Pur nella libertà dello stile, ogni opera di Minella si distingue per un timbro proprio, per atmosfere particolari, per una “grafia” personale. E c’è anche da dire che la libertà di stile è derivata da una libertà di tecniche. Cosi Minella passa, con estrema facilità, dall’olio dell’acquarello,dal disegno allo “sguazzo”.
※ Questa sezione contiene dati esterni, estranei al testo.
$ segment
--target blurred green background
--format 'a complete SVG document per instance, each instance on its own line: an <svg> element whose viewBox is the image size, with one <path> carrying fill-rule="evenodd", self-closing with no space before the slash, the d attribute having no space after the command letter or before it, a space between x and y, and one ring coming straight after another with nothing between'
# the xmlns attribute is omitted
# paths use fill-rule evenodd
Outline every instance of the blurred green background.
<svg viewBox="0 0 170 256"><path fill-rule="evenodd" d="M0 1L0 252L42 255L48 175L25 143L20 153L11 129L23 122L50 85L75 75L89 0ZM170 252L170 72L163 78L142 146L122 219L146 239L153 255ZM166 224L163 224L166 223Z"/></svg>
Fra le opere viste, la preferenza assieme ad alcuni olii di sapore post – impressionista e alcuni eccellenti acquarelli va proprio ai lavori di grafica. Sono “impressioni” a china che lasciano un largo margine alla fantasia di chi guarda; cosicchè autore e amatore trovano un punto d’incontro: il primo offrendo lo spunto per emozioni, il secondo completando e “colorendo” la visione a seconda della propria ricchezza interiore. Ed ecco, allora, che il bianco del foglio ed il nero del segno creano immagini e prospettive sempre nuove; ecco tornare come in un sogno, visioni che ognuno di noi porta nel cuore.

Per completare la dimensione artistica di Gilberto Minella c’è da dire che è architetto (anche se all’architettura preferisce l’arte) musicista ed esperto cavallerizzo. Un uomo dunque ricco, anzi troppo ricco di risorse e di possibilità; un uomo che decisamente sconcerta chi riesce a conoscerlo a fondo sotto uno degli aspetti tutti ad un’ottima altezza professionale della sua personalità.

Ma qui il discorso torna alla libertà. Minella non riesce a chiudersi in schemi mentali, a rinunciare ad esprimersi liberamente. Per questo, prima che per la pittura o scultura, egli è artista per la vita.

ATTILIO MAZZA
scrittore e critico d’arte decano dei giornalisti Bresciani
consigliere della fondazione del Vittoriale e componente del direttivo dell’Ateneo di Salò.